Laser-light (coherent-state) modulation is sufficient to achieve the ultimate (Holevo) capacity of classical communication over a lossy and noisy optical channel, but requires a receiver that jointly detects long modulated code words with highly nonlinear quantum operations, which are near-impossible to realize using current technology. We analyze the capacity of the lossy-noisy optical channel when the transmitter uses coherent-state modulation but the receiver is restricted to a general quantum-limited Gaussian receiver, i.e., one that may involve arbitrary combinations of Gaussian operations [passive linear optics: beam splitters and phase shifters; second-order nonlinear optics (or active linear optics): squeezers, along with homodyne or heterodyne detection measurements] and any amount of classical feedforward within the receiver. Under these assumptions, we show that the Gaussian receiver that attains the maximum mutual information is either homodyne detection, heterodyne detection, or time sharing between the two, depending upon the received power level.
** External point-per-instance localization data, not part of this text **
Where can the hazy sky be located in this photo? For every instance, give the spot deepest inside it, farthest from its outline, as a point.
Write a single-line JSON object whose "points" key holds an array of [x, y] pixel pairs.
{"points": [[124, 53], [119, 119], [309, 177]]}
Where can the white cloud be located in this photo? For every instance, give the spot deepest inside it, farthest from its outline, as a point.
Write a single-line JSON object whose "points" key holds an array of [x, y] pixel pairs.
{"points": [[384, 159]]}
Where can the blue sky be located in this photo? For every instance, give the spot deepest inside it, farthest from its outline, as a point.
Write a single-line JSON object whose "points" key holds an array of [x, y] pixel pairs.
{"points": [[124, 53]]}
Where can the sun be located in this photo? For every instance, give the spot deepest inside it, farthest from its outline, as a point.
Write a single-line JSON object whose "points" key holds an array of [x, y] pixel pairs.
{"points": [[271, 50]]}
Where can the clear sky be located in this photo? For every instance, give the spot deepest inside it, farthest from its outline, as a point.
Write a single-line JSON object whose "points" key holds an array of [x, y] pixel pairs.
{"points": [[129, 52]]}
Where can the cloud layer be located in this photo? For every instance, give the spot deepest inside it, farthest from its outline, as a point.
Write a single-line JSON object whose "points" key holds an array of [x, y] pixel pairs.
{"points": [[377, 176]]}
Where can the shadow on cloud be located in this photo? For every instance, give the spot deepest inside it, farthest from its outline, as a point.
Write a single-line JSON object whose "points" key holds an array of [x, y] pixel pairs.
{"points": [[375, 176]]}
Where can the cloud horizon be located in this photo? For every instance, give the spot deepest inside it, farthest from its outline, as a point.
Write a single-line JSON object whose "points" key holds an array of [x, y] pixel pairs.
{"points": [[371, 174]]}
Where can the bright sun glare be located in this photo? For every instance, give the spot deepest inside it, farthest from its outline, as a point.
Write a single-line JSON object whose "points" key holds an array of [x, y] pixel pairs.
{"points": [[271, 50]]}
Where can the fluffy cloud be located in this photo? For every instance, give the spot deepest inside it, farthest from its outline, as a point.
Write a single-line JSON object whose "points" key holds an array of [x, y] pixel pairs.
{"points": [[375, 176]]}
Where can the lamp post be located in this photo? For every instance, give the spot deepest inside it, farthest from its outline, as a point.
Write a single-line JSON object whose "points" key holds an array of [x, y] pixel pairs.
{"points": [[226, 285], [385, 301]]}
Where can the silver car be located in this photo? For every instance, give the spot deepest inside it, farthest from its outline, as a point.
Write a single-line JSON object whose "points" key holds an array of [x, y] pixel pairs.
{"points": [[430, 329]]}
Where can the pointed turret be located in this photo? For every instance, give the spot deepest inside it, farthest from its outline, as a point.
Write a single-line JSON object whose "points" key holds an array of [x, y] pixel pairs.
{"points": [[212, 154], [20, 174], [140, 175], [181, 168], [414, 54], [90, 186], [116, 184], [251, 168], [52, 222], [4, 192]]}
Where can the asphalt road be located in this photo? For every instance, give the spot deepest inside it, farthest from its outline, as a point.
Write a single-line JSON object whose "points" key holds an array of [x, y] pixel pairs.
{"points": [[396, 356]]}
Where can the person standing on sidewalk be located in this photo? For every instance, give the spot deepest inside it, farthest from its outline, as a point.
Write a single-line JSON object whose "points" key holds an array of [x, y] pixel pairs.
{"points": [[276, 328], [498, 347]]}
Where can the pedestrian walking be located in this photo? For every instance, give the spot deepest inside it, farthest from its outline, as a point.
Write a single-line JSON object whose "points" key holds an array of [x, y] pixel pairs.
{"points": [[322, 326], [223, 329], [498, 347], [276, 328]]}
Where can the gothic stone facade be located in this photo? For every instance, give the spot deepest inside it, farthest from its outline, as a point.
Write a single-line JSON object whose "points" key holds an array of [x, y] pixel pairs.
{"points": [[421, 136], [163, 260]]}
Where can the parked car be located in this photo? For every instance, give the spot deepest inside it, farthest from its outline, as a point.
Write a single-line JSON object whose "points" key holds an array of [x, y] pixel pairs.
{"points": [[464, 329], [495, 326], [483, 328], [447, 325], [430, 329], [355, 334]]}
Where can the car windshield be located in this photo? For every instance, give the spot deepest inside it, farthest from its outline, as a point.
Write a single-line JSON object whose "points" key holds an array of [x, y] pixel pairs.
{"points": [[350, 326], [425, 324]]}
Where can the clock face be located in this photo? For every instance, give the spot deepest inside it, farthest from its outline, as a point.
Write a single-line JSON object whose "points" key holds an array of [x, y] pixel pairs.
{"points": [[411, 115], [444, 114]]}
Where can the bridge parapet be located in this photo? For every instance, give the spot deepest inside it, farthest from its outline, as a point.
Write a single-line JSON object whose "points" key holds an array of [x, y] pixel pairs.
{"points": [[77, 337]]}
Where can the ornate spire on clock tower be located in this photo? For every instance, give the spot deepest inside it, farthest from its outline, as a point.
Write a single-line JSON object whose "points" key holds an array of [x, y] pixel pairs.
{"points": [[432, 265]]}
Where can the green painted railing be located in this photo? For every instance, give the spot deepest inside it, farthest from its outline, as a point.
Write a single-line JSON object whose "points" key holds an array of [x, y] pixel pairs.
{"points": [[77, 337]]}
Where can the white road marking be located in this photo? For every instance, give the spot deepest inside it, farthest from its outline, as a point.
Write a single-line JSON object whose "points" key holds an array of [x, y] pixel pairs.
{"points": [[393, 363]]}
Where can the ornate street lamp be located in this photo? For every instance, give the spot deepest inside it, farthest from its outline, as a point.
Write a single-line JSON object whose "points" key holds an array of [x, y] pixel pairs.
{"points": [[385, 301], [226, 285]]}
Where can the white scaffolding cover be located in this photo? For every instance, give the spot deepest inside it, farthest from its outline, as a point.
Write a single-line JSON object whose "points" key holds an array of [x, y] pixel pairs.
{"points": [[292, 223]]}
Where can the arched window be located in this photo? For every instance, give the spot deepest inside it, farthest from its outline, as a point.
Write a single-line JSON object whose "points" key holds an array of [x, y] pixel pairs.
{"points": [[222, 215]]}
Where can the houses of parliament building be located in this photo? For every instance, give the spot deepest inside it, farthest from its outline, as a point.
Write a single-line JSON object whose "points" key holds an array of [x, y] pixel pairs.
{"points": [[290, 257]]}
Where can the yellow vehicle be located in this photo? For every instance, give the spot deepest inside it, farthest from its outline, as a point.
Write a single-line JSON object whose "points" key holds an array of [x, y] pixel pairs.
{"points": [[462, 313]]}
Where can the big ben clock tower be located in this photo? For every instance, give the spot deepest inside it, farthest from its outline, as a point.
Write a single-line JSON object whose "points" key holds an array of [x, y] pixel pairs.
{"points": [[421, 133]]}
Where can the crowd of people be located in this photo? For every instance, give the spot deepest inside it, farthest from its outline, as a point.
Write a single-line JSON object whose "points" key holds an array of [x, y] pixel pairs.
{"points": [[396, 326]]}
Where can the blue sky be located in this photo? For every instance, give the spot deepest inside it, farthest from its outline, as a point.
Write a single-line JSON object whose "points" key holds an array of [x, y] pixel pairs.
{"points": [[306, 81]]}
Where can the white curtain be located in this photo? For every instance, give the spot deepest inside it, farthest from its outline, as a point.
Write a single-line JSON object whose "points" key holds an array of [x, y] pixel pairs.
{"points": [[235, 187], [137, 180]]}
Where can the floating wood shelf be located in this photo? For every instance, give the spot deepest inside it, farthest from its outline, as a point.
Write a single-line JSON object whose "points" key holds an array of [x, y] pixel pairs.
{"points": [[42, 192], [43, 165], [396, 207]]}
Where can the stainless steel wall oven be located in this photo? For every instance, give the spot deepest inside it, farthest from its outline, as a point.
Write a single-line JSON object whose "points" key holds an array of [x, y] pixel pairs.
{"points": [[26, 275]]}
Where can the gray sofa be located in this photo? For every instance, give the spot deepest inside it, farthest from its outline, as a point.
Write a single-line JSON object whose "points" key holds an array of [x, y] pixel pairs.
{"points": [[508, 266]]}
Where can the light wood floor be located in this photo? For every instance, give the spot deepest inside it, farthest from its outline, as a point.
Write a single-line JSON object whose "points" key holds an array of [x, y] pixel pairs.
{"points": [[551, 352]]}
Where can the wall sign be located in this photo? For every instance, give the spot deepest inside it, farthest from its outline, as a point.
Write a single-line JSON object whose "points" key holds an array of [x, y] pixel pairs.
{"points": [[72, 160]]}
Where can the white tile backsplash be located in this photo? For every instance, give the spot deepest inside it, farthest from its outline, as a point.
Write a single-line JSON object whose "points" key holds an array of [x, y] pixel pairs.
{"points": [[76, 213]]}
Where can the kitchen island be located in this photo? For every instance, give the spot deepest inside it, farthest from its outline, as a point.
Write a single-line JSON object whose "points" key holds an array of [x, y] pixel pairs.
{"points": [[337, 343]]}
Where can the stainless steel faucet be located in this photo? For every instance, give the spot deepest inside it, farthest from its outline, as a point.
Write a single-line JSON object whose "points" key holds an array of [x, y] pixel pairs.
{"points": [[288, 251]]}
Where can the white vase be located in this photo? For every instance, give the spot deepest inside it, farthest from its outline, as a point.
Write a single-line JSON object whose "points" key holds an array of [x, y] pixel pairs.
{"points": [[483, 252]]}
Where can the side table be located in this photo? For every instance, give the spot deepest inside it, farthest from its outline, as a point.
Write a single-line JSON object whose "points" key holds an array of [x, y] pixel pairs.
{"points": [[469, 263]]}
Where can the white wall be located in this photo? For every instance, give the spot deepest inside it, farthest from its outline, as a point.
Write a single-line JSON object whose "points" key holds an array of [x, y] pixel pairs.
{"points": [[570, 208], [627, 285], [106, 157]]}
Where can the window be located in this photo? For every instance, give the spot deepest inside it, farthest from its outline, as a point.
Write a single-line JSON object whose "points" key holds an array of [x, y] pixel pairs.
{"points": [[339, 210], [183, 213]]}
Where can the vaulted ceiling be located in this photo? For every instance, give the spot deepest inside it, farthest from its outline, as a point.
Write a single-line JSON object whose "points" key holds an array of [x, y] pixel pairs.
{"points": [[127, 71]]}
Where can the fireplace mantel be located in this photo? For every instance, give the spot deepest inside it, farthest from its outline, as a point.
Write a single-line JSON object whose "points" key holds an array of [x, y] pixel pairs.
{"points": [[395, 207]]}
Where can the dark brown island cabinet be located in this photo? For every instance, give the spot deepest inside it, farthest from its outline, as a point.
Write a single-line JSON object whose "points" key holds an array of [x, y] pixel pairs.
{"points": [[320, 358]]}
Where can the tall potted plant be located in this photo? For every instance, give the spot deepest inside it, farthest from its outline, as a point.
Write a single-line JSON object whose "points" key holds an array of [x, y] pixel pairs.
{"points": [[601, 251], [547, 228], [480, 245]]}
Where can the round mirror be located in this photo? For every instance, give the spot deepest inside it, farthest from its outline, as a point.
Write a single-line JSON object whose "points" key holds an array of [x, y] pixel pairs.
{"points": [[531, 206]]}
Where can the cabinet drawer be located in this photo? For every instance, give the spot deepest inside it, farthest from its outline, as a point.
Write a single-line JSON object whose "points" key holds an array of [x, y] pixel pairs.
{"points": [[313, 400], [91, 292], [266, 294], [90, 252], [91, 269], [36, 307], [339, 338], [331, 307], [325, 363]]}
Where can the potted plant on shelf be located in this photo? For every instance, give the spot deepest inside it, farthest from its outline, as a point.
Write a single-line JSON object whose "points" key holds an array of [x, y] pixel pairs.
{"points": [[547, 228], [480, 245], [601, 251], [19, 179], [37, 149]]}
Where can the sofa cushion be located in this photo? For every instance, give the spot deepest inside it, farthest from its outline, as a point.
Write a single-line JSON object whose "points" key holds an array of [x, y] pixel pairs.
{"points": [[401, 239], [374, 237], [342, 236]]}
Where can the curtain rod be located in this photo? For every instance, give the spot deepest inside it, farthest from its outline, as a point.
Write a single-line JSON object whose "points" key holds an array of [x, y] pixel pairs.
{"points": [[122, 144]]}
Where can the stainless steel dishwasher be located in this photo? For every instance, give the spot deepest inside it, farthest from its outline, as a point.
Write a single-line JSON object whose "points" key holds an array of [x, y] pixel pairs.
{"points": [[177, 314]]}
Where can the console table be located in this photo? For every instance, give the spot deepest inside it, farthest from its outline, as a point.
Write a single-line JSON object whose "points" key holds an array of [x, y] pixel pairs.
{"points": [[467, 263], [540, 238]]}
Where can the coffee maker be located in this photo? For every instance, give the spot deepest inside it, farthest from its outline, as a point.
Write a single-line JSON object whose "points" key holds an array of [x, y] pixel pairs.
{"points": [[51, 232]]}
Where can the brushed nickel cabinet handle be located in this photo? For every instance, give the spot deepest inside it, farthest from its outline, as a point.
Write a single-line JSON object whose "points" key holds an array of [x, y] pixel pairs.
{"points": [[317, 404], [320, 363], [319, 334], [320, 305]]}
In other words, our result shows that to exceed the theoretical limit of conventional coherent optical communication, one has to incorporate non-Gaussian, i.e., third- or higher-order nonlinear operations in the receiver. Finally we compare our Gaussian receiver limit with experimentally feasible non-Gaussian receivers and show that in the regime of low received photon flux, it is possible to overcome the Gaussian receiver limit by relatively simple non-Gaussian receivers based on photon counting.

Figure 1

Lossy and noisy bosonic channel model and $n$ use of the channels.

Figure 2

(a) General model of Gaussian receiver, (b) Gaussian joint measurement, and (c) Gaussian separable measurement. $U_G$: Gaussian unitary operation. GM: Gaussian measurement. ${\rho }_R$: signal state after transmitting the lossy and noisy bosonic channels.

Figure 3

Decomposition of Gaussian unitary operation. $U,V$: unitary operations with linear optics. $S_i$: single-mode squeezers.

Figure 4

Capacity of homodyne (violet), heterodyne (blue), and optimal (yellow) receivers for a pure-loss optical channel as a function of the average photon number at the receiver $\overline{N}=\eta \tilde{N}$. (a) and (b) show the same plots with different $x$-$y$ ranges.

Figure 5

Capacity of optimal Gaussian receiver for optical channels with loss and thermal noise. The solid lines from top to bottom correspond to $N_{\mathrm{th}}=0,1,2,3,4,5$.

Figure 6

The trade-off between PIE and SE for various choices of modulation formats and receivers. All nonblack plots correspond to structured optical receivers, whereas the black lines are the Holevo capacities constrained to different modulation formats (i.e., with no restrictive assumption on the receiver). The thin black line on the top is the ultimate (Holevo) limit—no constraint on modulation and receiver—the highest capacity attainable over a pure-loss optical channel.

Figure 7

Gaussian measurement with a single step feedforward (see the text for details).